Gastrointestinal (GI) side effects associated with oral paclitaxel in combination with encequidar can be managed by the use of 5 different antiemetics treatments and early intervention with loperamide, according to research presented at the 2020 San Antonio Breast Cancer Symposium.

The combination regimen – designed to treat patients with metastatic breast cancer-induced fewer side effects, like the severity of a patient’s peripheral neuropathy; however, GI side effects, such as nausea, vomiting and diarrhea appeared to be higher.
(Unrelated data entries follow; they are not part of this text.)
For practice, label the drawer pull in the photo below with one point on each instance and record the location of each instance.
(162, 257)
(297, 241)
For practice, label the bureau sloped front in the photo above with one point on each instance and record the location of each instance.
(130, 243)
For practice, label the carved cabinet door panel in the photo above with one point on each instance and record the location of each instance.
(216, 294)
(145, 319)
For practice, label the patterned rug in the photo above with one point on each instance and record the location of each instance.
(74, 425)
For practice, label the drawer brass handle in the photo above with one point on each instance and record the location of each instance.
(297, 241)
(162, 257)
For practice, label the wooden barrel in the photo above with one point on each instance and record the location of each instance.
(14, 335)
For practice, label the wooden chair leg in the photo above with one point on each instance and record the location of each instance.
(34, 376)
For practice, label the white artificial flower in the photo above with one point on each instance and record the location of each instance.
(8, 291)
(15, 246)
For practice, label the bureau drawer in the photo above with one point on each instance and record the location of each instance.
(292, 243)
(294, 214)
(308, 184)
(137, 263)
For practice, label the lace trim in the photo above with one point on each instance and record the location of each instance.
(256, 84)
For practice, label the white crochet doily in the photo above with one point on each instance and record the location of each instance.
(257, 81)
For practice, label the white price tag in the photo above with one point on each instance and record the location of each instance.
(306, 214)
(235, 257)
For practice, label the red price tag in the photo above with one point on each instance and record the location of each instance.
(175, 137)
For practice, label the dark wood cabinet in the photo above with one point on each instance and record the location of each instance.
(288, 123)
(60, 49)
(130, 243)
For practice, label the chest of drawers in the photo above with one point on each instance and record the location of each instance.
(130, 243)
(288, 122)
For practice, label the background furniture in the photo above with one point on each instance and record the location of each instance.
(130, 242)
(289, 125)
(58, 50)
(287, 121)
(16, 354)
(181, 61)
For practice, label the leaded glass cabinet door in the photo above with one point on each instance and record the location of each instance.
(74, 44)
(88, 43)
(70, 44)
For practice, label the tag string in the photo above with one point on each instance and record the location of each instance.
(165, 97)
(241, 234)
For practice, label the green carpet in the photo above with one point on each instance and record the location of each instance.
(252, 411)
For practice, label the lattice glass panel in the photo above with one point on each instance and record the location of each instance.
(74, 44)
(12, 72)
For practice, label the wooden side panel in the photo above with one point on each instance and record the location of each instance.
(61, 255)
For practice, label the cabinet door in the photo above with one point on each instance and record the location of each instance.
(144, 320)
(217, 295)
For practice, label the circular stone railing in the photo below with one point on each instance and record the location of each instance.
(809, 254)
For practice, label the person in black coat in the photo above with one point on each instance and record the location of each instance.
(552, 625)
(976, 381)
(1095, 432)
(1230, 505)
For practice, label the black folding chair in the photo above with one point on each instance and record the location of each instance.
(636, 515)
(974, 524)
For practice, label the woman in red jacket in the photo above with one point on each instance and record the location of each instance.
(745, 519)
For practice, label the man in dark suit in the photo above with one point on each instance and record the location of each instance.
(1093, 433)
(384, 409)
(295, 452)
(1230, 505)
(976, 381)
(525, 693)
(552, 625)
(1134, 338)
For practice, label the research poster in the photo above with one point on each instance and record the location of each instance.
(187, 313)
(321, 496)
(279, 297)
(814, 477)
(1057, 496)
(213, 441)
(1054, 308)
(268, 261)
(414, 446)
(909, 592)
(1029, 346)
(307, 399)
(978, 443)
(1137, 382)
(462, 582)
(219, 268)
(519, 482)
Therefore, Dr. Hope Rugo, professor at the University California San Francisco Helen Diller Family Comprehensive Cancer Center, and colleagues evaluated GI side effect preventions in 442 patients with metastatic breast cancer who were randomized to receive treatment with either oral paclitaxel and encequidar or intravenous paclitaxel.

All patients on intravenous paclitaxel (111 patients) were given dexamethasone, a common steroid, and antihistamine premedication. However, after 30% (70) of patients were enrolled to include those on oral paclitaxel and encequidar, the protocol was amended to address the imbalance of GI side effects in the combination arm. Treatment comprised loperamide, otherwise known as Immodium of Dimodium, to take it at home at the onset of diarrhea along with prophylactic anti-emetic therapy.

The most frequently prescribed anti-emetic therapies included ondanesteron, granisetron, palenosetron, aprepitant, metoclopramide, domperidone and aprepitant. The majority of patients treated with the combination (59%) or the monotherapy (54%) received ondanestero.

After the amended use of prophylactic anti-emetic therapy there was a marked decrease of grade 2 or higher vomiting and diarrhea in patients on oral paclitaxel and encequidar, from 24% to 7% and 27% to 16% respectively, while there was a greater incidence for patients on intravenous paclitaxel.

However, prior to the amendment, overall GI side effects were less frequent in patients on intravenous paclitaxel, compared to oral paclitaxel and encequidar, with only 1% experiencing grade 3 vomiting and diarrhea. Grade 3 incidences prior to the amended treatment in patients on oral paclitaxel and encequidar were 7% of patients who expeerienced vomiting and 9% who reported having diarrhea, showing a slight decrease, to 4% and 3%, respectively, after the amended treatment for GI side effects.